The boy killed in Shenzhen had received hospital treatment after allegedly being stabbed in the stomach, while the suspected assailant was apprehended by police officers stationed near the boy’s school, the Kyodo news agency reported, quoting Yoshiko Kijima, Japan’s consul general in Guangzhou, which is responsible for Shenzhen.

The Japanese embassy warned Japanese nationals living in China to be vigilant and take precautions.

Kamikawa described the attack as “despicable”, telling reporters in Tokyo that she was “deeply saddened” by it. She said Japan’s government had demanded that Chinese authorities “make every possible effort” to ensure the safety of Japanese nationals in China and release a detailed explanation of the stabbing.

Wednesday’s attack occurred on the anniversary of the 1931 Mukden incident, in which Japanese troops staged a minor detonation on a railway track in Mukden, now Shenyang, as a precursor to Japan’s invasion and occupation of Manchuria.

Kamikawa said Japan had asked China’s foreign ministry last week to step up safety measures at Japanese schools ahead of the anniversary.

China’s foreign ministry did not comment when asked about the significance of the date, which state media said was marked with air raid sirens in multiple cities.

Lin Jian, a Chinese foreign ministry spokesperson, said the case was being investigated, adding that Beijing would “continue to take effective measures to protect the safety of all foreigners” in the country.

Kyodo cited witnesses who said the boy was bleeding from his stab wounds and had been given heart massage at the scene.

Japan’s vice foreign minister, Masataka Okano, summoned China’s ambassador to Tokyo, Wu Jianghao, on Wednesday to voice “serious concerns” over the attack.
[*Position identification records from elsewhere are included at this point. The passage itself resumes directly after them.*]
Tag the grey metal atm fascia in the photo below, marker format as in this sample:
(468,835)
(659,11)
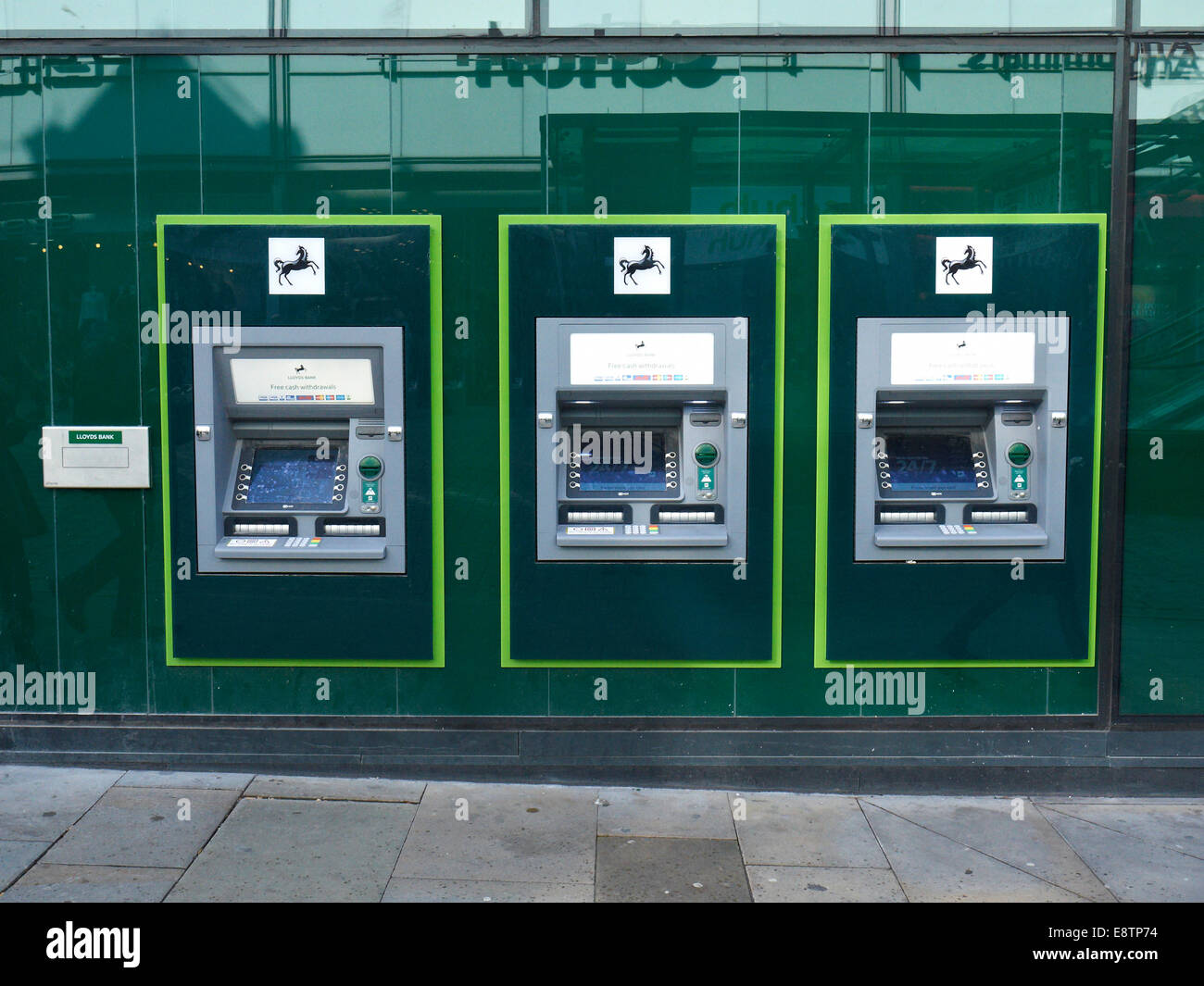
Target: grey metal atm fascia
(1047,396)
(218,423)
(617,405)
Okano “strongly urged that security be strengthened, including around Japanese schools throughout China”, Japan’s foreign ministry said.

Local authorities in Shenzhen, which is home to 3,600 Japanese nationals, reportedly voiced regret over the boy’s death, adding that he had received “first-rate” medical care.

Relations between China and Japan have worsened in recent years over Beijing’s increasingly assertive military activity in waters around Japan, centring on a longstanding territorial dispute over the Senkakus, remote islands in the East China Sea that are administered by Japan but claimed by China, where they are known as the Diaoyu islands.

On Wednesday, a Chinese aircraft carrier and two destroyers entered Japan’s contiguous waters for the first time, sailing between the westernmost island of Yonaguni and nearby Iriomote and prompting Tokyo to convey its “serious concerns” to Beijing.

Japan has also protested China’s ban on imports of Japanese seafood, imposed after the release of treated radioactive water from the Fukushima Daiichi nuclear power plant began in August last year.